Bald nach der Erfindung des „neuen Typ“ beginnt Baselitz, das Bild als Abbild radikal in Frage zu stellen. Zunächst läßt er die Bilder in Teile zerfallen. Seine Tuschzeichnung „Kopflandschaft“ von 1966 wird durch eine horizontale Linie in zwei Hälften unterteilt. Häufig auch setzen sich seine Zeichnungen jetzt aus mehreren Papierstücken zusammen. Manche Arbeiten, ganz besonders das unbetitelte Blatt von 1967/68, wirken so gestückelt wie der berühmte „cadavre exquis“ der Surrealisten.
Offenbar nicht vollauf zufrieden mit dieser gewaltsamen Sektion von Bild und Bildgegenstand, geht Baselitz 1967 noch einen Schrift weiter, indem er den Gegenstand im Bild zu drehen beginnt - zunächst um eine Vierteldrehung, wie den „Hund aufwärts“ oder den „Waldarbeiter“. Schließlich kehrt Baselitz 1969 den Bildgegenstand gänzlich auf den Kopf. Unerbittlich reduziert der Maler hier das Bild auf die reine Malerei, erhebt sie zum einzig bestimmenden Faktor des Bildes. Für Baselitz bedeutete diese Umkehrung des Sujets den entscheidenden Wendepunkt in seiner Kunst, denn sie erlaubte es ihm, seine Malerei von der Bedeutung des Bildgegenstands loszulösen. Dies heißt jedoch nicht, daß der Gegenstand seinen Sinn ganz verloren hat; nach wie vor sind es der Mensch und sein Kopf, welche Baselitz vorrangig beschäftigen. Durch ihren Kopfstand aber entziehen sie sich - in den siebziger Jahren unterstützt durch hohe Abstraktion und hektischen Duktus - der endgültigen Identifikation durch den Betrachter. Texte, die dem Maler jetzt häufig als Grund seiner verkehrten Motive dienen, verleihen den Bildern eine dritte, konzeptuelle Dimension.

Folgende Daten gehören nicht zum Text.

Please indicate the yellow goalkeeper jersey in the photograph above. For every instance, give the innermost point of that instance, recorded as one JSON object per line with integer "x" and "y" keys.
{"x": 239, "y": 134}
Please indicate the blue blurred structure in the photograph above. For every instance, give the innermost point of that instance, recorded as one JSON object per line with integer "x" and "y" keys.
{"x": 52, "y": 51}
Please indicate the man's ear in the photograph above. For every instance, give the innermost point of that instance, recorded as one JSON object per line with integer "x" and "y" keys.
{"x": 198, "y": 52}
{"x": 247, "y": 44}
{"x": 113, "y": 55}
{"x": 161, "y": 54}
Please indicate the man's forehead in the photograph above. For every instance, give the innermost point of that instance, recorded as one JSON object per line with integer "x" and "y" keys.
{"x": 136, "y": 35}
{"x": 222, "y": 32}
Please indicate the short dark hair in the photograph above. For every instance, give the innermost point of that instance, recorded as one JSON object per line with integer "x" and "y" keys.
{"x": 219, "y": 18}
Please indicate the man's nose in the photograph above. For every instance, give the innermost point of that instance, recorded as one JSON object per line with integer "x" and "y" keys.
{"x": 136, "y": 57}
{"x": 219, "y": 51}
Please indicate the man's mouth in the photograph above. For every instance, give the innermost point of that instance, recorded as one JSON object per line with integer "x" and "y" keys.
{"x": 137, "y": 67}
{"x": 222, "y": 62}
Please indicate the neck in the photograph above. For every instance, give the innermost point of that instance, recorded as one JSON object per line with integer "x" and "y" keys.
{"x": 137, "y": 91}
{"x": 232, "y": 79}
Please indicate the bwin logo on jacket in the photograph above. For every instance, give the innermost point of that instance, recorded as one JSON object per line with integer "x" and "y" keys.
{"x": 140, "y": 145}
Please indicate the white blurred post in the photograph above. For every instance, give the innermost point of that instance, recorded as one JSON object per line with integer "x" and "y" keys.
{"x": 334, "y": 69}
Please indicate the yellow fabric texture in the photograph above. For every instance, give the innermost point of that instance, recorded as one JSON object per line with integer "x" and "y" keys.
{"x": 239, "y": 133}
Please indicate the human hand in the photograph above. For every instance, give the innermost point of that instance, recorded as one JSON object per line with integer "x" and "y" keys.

In seinem jüngsten Werk stellt sich erneut eine Beziehung zu Edvard Munch ein. Stilistisch als auch inhaltlich greift Baselitz die ausgehöhlten, schreienden Köpfe des Norwegers auf. Doch Munch sei nichts als ein Vorwand, Eigenes zu erfinden, meint Baselitz; heute stärker noch als damals, als immerhin inhaltliche Fragen seine Malerei dominierten. Und wenn heute immer wieder religiös befrachtete Motive – Abendmahl, Kreuz oder Christuskopf - bei ihm auftauchen, so eher als unbewußte Produkte einer Suche nach immer neuen Bilderfindungen.
In Baselitz’ Zeichnungen sind häufig die Schöpfungen der Ölgemälde vorweggenommen. Nicht weniger deutlich als diese, manchmal einfühlsamer, zeichnen sie die Entwicklung eines der interessantesten und einflußreichsten Künstler unserer Zeit nach.